In a city built on its heroines, there are few more towering than Mary Slessor, the Dundee sired mill girl who in the nineteenth century followed in the footsteps of David Livingstone and spent almost four decades as a missionary in Africa. Mike Gibbs' play was inspired by Elizabeth Robertson's biography of the play's subject, The Barefoot Missionary, and faithfully dramatises Slessor's colourful life beyond it.
The play is introduced by the older Mary emerging from a large grass hut on one side of the stage to narrate her back pages, which are duly played out on the other half. Here we find Mary's younger self, a precocious auto-didact raised in the slums by a mother who every Saturday night faced the back of her husband's hand. Burying herself in books, Mary embarks on a real life adventure that will take her to the other side of the world, where things don't always go according to plan. Witch doctors, suspicious natives, visiting do-gooders and even her very own toy boy enter Mary's sphere, and if she can't take the heat, then she'll slip off her shoes and hold court in her petticoats.

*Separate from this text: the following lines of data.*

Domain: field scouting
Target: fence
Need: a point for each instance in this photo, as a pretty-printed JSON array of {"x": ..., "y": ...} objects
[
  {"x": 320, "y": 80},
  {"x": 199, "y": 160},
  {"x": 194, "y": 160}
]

Produced on home turf by the Mary Slessor Foundation, and with all funds raised pooled into supporting the Foundation's ongoing work in Nigeria, there is much wit to be found in Gibbs' text. This is accentuated even more by his local all female cast, who play to an audience clearly already familiar with the material enough to sing along with Mairi Warren's music, played on piano by Euan Gow in a stately homage to one of Dundee's finest.